Tracing the intracellular contraptions of life is essential to understanding how to debug our life code. Alas, without a software development kit, API, or even a manual—let alone easy-to-understand source code—we have to reverse-engineer the machine code of living things. That's the only way to find the causes of genetic diseases and to not just fix them, but to do so without breaking other parts in the process. Current methods tend to involve testing on genetically altered animals and cultured cells in long and expensive studies to find out if a certain applied change has the expected effects on protein composition, function, and organization, and to infer from this the way the system works. This can seem to even the bravest of minds like trying to fathom a recursive Rube Goldberg or Heath Robinson contraption. In this article we look at the cellular equivalent of compiler problems and the ways my company is trying to help.
All biological cells have proteins to function.
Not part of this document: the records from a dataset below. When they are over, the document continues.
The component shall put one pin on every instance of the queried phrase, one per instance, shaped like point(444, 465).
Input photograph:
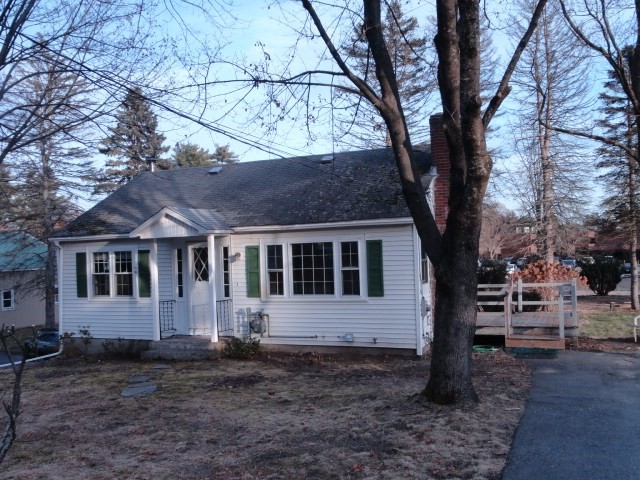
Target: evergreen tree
point(191, 155)
point(360, 124)
point(223, 154)
point(133, 144)
point(622, 200)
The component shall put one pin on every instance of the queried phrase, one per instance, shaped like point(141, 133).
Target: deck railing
point(225, 317)
point(563, 303)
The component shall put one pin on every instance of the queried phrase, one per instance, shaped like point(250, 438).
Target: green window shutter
point(252, 256)
point(375, 278)
point(81, 274)
point(144, 274)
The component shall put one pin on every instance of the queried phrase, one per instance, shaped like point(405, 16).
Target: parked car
point(47, 340)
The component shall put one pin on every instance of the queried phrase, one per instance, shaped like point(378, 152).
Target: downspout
point(213, 313)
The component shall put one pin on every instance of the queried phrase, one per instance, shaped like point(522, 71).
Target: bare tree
point(454, 253)
point(498, 230)
point(551, 175)
point(611, 31)
point(8, 343)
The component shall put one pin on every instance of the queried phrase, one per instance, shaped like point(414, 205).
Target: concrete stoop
point(182, 348)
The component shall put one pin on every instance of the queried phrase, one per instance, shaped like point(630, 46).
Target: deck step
point(525, 341)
Proteins are strings of amino acids, folded up a particular way that serves a purpose, a bit like a pop-up tent. You can fit a pop-up tent in your car boot when it’s folded away; but when you reach the campsite, you need to have it quickly pop up in the rain so you can peg it down and get camping. When you get home, to allow it to dry properly, you might pop it up again but not peg it down. But if you store it without its proper bag (perhaps the bag was not included with this tent because of a mistake at the factory) and other objects get crammed in there with it, you don’t want it to get stuck in a twisted shape, out of alignment and tangled up. This could cause it not only to be damaged, but to damage and get tangled with other things around it, misaligned poles and rods finding their ways to their lowest energy configurations.
With proteins, getting stuck in the useless lowest energy configuration can be a major problem. Amyloids and prions (which are among the causes of neurodegenerative diseases) are deposits of misfolded proteins that destroy any other proteins that come into contact with their ever-growing tangle. Heat, pH, and other molecules can cause some proteins to get deformed (denatured). Indeed, if something vital to keeping the protein well shaped for when it might be needed is missing or the conditions don't allow the right kind of fold, its deformation is all the more likely, and the cell might not be able to do anything more with it (Chiti and Dobson 2006).
Calculating protein folding and errors thereof has been the preserve of Stanford University's Folding@Home (Larson et al. 2002), FoldIt (Cooper et al. 2010), and Samsung's PowerSleep (Anonymous 2014) for many years, using crowd computing to make an impossibly huge task possible. (More recently incentivized by CureCoin [Cygnus-Xi and Vorksholk 2014]. The recent advancements in blockchain usage for financial applications [the most famous of these being Bitcoin] have led to a variety of ‘proofs of work’ being selected for transaction verification. A great mutual benefit was seen in making the calculation of protein folding a proof of work in itself, such that cryptocurrency could be mined in the process of distributed computational scientific endeavor.)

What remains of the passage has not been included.